Mobile devices can be tough to crack especially when they get programmed with the correct security configurations. An example is a decision by Apple corporation to upgrade the iPhone to a six-digit passcode, and a forceful lockout after attempting to log in for too many times. These two security set-ups protect the iPhone devices from potential attackers.

6. Fake downloads


This strategy depends on human manipulation to download malware and damage devices. This attack does not require much expertise on the attacker’s side for success. The procedure of fake downloads is such that the attacker picks a tool that is on demand and gets downloaded most frequently. The attacker then inputs something else that people will first have to download before accessing the item. The particular thing established by the attacker can be any form of malware.
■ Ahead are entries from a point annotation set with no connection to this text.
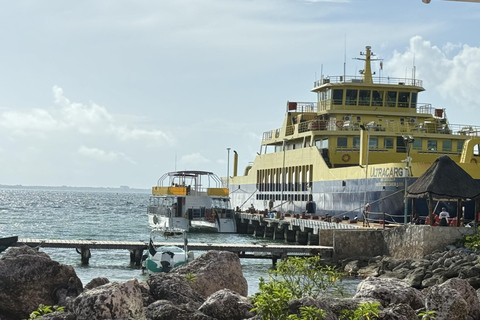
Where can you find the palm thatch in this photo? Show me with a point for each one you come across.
(444, 180)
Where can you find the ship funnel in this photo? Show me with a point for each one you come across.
(363, 146)
(367, 71)
(235, 163)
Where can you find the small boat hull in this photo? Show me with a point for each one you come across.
(7, 242)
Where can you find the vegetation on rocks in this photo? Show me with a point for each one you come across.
(43, 310)
(473, 241)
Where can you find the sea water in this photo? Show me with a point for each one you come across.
(115, 216)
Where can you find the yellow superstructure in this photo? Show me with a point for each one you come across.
(365, 137)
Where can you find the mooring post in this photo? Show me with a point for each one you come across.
(85, 255)
(136, 256)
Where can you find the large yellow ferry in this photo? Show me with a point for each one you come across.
(355, 149)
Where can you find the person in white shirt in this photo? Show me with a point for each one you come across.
(443, 216)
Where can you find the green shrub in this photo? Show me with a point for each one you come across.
(365, 311)
(427, 315)
(473, 241)
(43, 310)
(294, 278)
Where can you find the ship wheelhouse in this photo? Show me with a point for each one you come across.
(322, 151)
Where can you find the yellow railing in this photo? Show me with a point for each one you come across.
(159, 191)
(217, 191)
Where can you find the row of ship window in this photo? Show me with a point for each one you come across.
(388, 143)
(377, 98)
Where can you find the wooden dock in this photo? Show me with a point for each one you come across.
(136, 248)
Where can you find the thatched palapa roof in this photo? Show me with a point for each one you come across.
(444, 180)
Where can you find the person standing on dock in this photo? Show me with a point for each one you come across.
(443, 216)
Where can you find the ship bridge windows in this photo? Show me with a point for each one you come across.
(321, 143)
(413, 102)
(337, 96)
(432, 145)
(377, 98)
(364, 97)
(351, 97)
(403, 99)
(388, 143)
(446, 145)
(417, 144)
(391, 98)
(356, 142)
(373, 143)
(341, 142)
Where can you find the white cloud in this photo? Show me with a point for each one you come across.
(450, 82)
(194, 158)
(102, 155)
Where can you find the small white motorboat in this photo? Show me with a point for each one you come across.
(164, 258)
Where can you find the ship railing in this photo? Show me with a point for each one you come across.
(412, 127)
(302, 106)
(376, 80)
(422, 108)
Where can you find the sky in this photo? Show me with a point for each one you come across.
(104, 93)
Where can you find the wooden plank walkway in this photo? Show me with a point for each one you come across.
(136, 248)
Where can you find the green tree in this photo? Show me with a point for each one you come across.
(43, 310)
(294, 278)
(473, 241)
(427, 315)
(364, 311)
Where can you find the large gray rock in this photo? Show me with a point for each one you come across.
(454, 299)
(398, 312)
(295, 305)
(96, 282)
(29, 278)
(227, 305)
(389, 291)
(172, 287)
(111, 301)
(213, 271)
(166, 310)
(59, 315)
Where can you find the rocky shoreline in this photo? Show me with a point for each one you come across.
(213, 287)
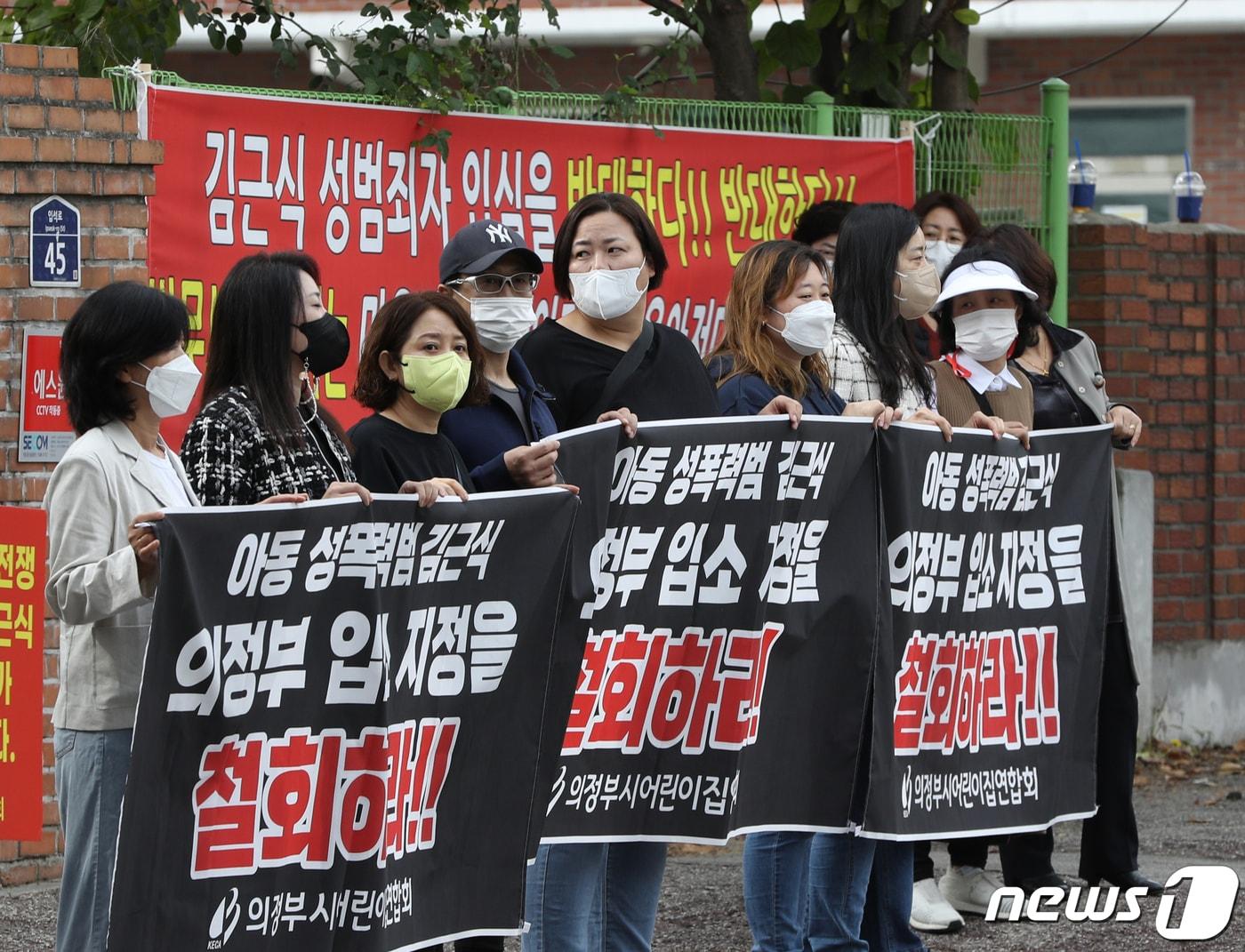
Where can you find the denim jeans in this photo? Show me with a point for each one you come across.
(861, 895)
(91, 769)
(594, 896)
(775, 889)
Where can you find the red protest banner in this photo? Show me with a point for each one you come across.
(344, 183)
(46, 431)
(22, 575)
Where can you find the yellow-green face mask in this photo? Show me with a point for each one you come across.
(436, 382)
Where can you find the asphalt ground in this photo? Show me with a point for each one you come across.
(1189, 806)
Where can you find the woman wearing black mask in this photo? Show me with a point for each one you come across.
(261, 431)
Malvertising is another efficient method to trick end-users through an opportunistic attack to as many people as possible. Threat actors only require to pay the running of a fake advertisement and eventually capture an individual who is not keen.

7. Unpatched vulnerabilities


These are the simplest paths for cybercriminals to conduct attacks. Threat actors often take advantage of unpatched flaws by going through the internet searching for weaknesses or using specific places to gain entry. Openly recognized exploits enable attackers to gain access to vulnerable software and infect the host.

8. Client-side exploits


These attacks involve payloads that get sent through Javascript, which may get input via Tor proxies, to typo-squatting attacks that take malicious applets or flash exploits when an individual wrongly types a website address. These attacks have progressively become more complicated and challenging because browser security has improved.  For example, the attack is difficult to perform on Chrome because it frequently does updates automatically, while it is easy on Microsoft Edge or Firefox.

Developing these exploits is very difficult because most developers of software and browsers have improved to tougher and hard to break techniques. However, in case of availability of an unpatched issue or any other vulnerability, it becomes effortless for attackers to take advantage of that.



Hackers and other cybercriminals scam end user’s devices by simply identifying a vulnerability in either the network, the device or the end users themselves. Some of the ways used by the threat actors to perform malicious attacks are complex while others require minimal technical ability. The attackers employ these skills to manipulate vulnerabilities in the end user’s device or network then perform malicious attacks and malware installations.